ROMA - Rischia l’annullamento il maxi processo per la gestione dei fondi della Segreteria di Stato vaticana che vede coinvolto tra gli altri il monsignor Angelo Becciu.
La scorsa settimana, infatti, le difese degli imputati hanno chiesto l’annullamento per la mancanza di una testimonianza chiave agli atti del processo, quella di monsignor Alberto Perlasca, responsabile dell’Ufficio Amministrativo della Segreteria di Stato fino al 2019 e grande accusatore di Becciu. Nelle lunghe indagini Perlasca è stato interrogato 5 volte, due come imputato e altre tre come persona informata sui fatti. I difensori hanno accusato i Pm di non voler permettere l’accesso alla registrazione audio-video delle sue deposizioni e chiedono di acquisire tutto il materiale, circa 5 ore, altrimenti il processo è da considerarsi nullo per violazione del diritto di difesa.

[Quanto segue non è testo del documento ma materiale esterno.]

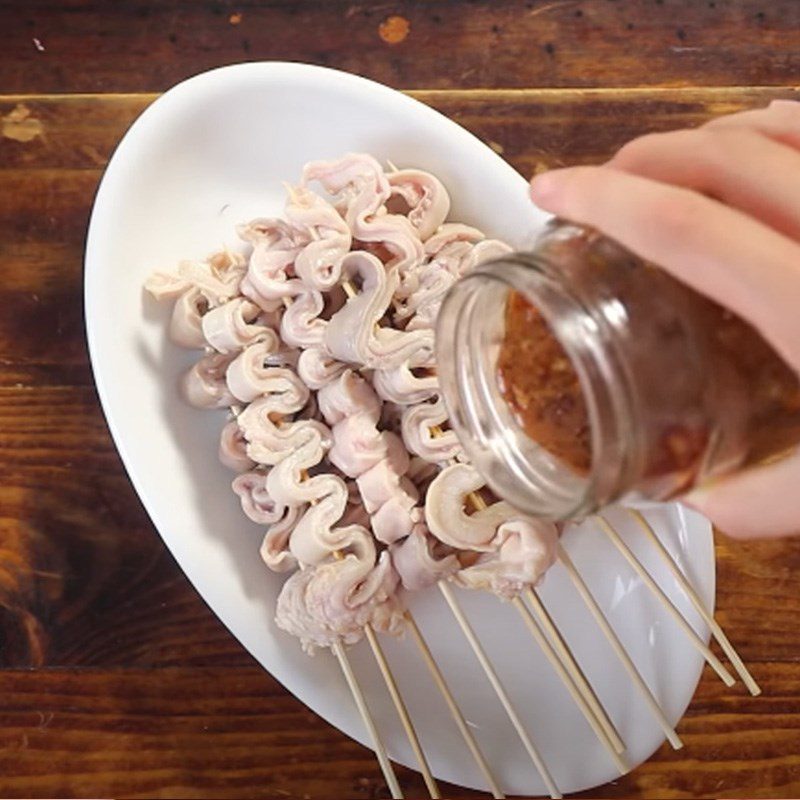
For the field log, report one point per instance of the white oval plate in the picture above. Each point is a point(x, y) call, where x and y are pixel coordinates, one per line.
point(213, 152)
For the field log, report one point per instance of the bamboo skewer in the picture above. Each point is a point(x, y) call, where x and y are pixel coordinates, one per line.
point(391, 685)
point(645, 576)
point(569, 660)
point(697, 602)
point(620, 651)
point(366, 716)
point(402, 712)
point(563, 674)
point(505, 701)
point(455, 711)
point(566, 667)
point(570, 673)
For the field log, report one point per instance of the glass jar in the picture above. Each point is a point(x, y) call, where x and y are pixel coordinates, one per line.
point(577, 374)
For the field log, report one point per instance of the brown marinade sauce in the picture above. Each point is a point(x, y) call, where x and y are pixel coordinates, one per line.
point(541, 387)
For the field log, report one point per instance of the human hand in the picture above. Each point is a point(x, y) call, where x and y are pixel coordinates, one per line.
point(719, 208)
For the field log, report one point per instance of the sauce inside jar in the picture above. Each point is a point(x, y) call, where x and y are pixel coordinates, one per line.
point(540, 385)
point(728, 400)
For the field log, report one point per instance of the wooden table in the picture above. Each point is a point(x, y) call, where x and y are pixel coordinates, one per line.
point(116, 679)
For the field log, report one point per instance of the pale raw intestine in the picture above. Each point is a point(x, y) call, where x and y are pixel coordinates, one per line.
point(319, 338)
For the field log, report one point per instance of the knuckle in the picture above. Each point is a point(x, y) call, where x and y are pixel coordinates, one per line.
point(678, 214)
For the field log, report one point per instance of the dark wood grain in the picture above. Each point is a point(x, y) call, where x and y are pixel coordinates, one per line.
point(141, 45)
point(232, 733)
point(123, 647)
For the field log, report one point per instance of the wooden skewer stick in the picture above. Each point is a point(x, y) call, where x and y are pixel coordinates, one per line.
point(366, 716)
point(505, 701)
point(697, 602)
point(391, 685)
point(620, 651)
point(455, 711)
point(575, 671)
point(568, 669)
point(399, 704)
point(696, 641)
point(402, 712)
point(563, 674)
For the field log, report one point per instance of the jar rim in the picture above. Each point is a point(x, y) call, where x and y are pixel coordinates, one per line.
point(514, 466)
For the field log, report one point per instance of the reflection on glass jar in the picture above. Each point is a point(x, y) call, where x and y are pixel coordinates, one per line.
point(578, 374)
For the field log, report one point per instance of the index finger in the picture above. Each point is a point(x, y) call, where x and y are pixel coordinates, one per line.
point(722, 253)
point(779, 121)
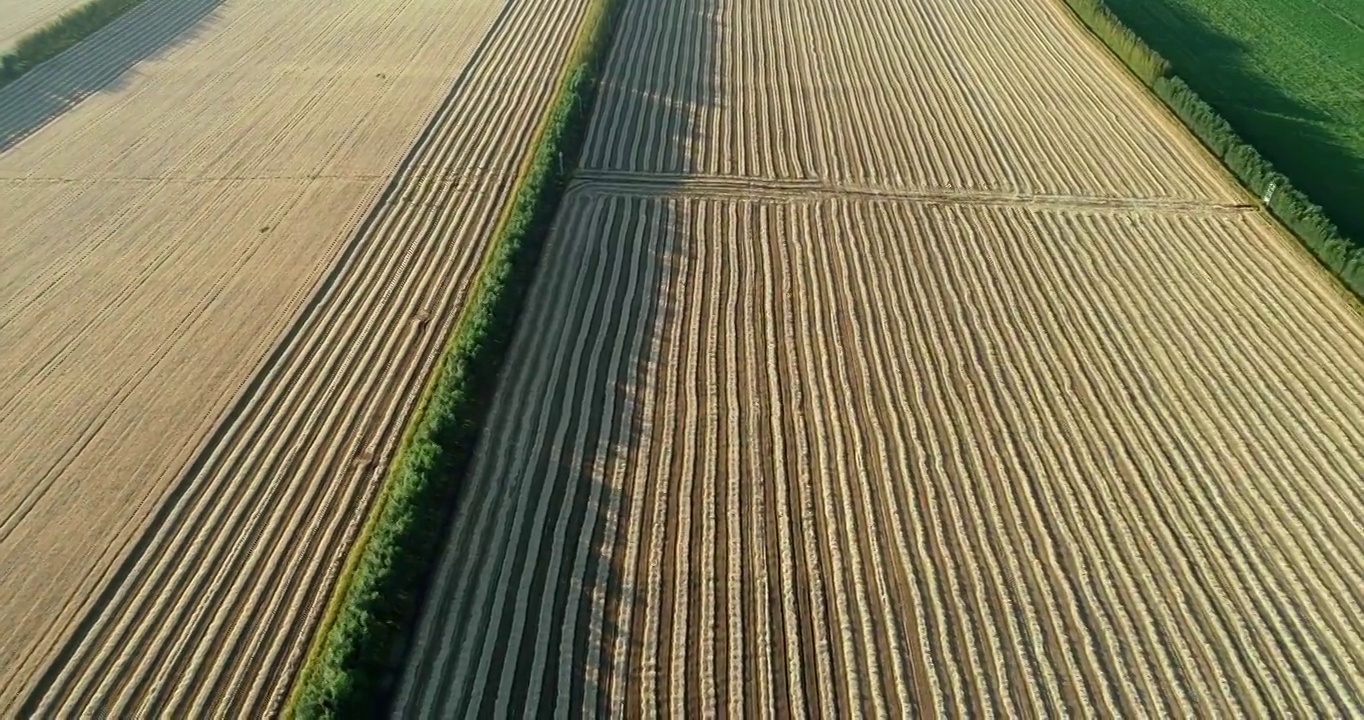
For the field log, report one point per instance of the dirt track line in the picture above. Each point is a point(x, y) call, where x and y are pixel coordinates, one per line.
point(726, 187)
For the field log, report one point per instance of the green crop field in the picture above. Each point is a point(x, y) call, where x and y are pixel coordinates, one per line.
point(1286, 74)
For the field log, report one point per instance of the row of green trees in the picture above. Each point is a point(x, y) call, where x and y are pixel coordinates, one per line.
point(358, 663)
point(1340, 254)
point(60, 34)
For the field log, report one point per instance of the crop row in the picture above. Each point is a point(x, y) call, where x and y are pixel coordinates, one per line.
point(1308, 221)
point(60, 34)
point(358, 660)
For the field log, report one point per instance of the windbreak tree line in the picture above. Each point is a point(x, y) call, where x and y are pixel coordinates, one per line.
point(1340, 254)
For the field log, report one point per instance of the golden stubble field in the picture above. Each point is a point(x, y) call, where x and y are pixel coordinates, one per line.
point(906, 356)
point(232, 237)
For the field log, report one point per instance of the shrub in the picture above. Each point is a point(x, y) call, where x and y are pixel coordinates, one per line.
point(60, 34)
point(1304, 218)
point(359, 659)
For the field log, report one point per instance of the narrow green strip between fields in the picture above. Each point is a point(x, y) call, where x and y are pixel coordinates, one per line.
point(359, 648)
point(1340, 254)
point(59, 36)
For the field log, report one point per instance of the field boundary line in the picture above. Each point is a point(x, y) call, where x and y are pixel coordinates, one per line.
point(59, 36)
point(478, 338)
point(1276, 197)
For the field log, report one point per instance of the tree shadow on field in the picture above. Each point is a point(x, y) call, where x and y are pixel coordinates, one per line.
point(656, 87)
point(100, 63)
point(1289, 132)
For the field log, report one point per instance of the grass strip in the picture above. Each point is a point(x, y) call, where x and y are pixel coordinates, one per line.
point(362, 642)
point(1342, 255)
point(59, 36)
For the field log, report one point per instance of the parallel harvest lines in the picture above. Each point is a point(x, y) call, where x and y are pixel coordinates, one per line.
point(971, 483)
point(892, 94)
point(905, 357)
point(213, 611)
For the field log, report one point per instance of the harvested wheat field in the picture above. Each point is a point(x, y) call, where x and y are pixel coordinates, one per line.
point(224, 277)
point(905, 356)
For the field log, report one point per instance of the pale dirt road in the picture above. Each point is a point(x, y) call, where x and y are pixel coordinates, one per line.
point(224, 274)
point(906, 357)
point(18, 18)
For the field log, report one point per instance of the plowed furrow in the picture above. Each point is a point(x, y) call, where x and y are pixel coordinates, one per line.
point(967, 385)
point(209, 615)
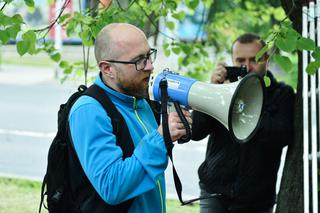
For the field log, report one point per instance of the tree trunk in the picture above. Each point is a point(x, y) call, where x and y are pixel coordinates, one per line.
point(290, 198)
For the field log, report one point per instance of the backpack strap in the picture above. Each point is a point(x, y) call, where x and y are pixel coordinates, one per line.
point(118, 123)
point(93, 202)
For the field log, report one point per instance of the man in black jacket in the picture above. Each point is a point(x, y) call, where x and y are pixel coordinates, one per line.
point(245, 174)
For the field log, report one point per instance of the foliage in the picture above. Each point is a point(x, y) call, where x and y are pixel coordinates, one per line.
point(17, 195)
point(222, 21)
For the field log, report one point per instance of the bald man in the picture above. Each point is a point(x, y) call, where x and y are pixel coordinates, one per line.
point(245, 174)
point(125, 62)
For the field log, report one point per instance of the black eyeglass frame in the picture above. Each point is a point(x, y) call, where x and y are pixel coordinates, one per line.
point(145, 58)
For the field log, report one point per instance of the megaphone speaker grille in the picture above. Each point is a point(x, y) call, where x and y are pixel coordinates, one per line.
point(246, 108)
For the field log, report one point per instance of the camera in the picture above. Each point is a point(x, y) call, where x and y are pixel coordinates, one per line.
point(234, 72)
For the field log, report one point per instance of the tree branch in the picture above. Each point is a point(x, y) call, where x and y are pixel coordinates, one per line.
point(3, 6)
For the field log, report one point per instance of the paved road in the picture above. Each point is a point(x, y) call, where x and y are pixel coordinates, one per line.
point(29, 101)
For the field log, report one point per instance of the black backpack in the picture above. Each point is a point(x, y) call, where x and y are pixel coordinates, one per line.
point(65, 184)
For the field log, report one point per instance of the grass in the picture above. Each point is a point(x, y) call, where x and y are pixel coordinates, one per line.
point(23, 196)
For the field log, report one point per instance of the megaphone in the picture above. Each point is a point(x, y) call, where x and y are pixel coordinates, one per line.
point(238, 105)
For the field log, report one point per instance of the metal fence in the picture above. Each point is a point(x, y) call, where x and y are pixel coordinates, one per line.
point(311, 108)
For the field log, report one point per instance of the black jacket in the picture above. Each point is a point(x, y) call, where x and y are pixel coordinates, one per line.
point(246, 173)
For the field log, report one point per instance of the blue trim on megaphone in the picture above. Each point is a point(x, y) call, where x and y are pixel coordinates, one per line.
point(178, 86)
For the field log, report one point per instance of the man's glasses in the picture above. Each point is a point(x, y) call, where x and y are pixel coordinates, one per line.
point(141, 62)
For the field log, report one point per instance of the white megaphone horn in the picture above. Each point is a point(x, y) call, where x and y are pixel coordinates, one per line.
point(238, 106)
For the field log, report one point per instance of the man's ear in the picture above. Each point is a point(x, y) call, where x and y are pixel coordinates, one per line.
point(105, 68)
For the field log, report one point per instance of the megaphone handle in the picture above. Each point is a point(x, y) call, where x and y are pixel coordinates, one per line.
point(186, 138)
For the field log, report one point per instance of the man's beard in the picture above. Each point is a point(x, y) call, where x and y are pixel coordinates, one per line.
point(140, 91)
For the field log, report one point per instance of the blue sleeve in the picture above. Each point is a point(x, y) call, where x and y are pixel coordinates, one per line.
point(115, 179)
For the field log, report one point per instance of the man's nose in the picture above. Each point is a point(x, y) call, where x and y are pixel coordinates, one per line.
point(149, 66)
point(249, 66)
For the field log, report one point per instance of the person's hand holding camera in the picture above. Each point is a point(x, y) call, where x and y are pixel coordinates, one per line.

Agli atti infatti vi è solo un verbale molto stringato, in cui mancano molte parti della testimonianza e mancano tutte le domande.
Il Procuratore aggiunto Alessandro Diddi ha motivato l’assenza agli atti del materiale come gesto di tutela della privacy dello stesso Perlasca e delle persone da lui citate, ma ha ammesso l’errore e ha proposto la restituzione completa degli atti, il che avrebbe voluto dire ricominciare da zero l’istruttoria, ma avrebbe mantenuto in vita il processo già iniziato. Le difese però non hanno accettato la proposta di Diddi e hanno ribadito che va annullato l’intero atto di citazione degli imputati e, di conseguenza, l’intero processo.
Per il momento, tuttavia, il Tribunale vaticano ha ordinato al procuratore di procedere con il deposito degli atti ancora mancanti, tra cui le video registrazioni del testimone chiave mons. Alberto Perlasca, entro il 3 novembre e ha fissato la prossima udienza per il 17 novembre, ma ha anche annullato il rinvio a giudizio per diversi degli imputati. Di fatto sgonfiando il processo.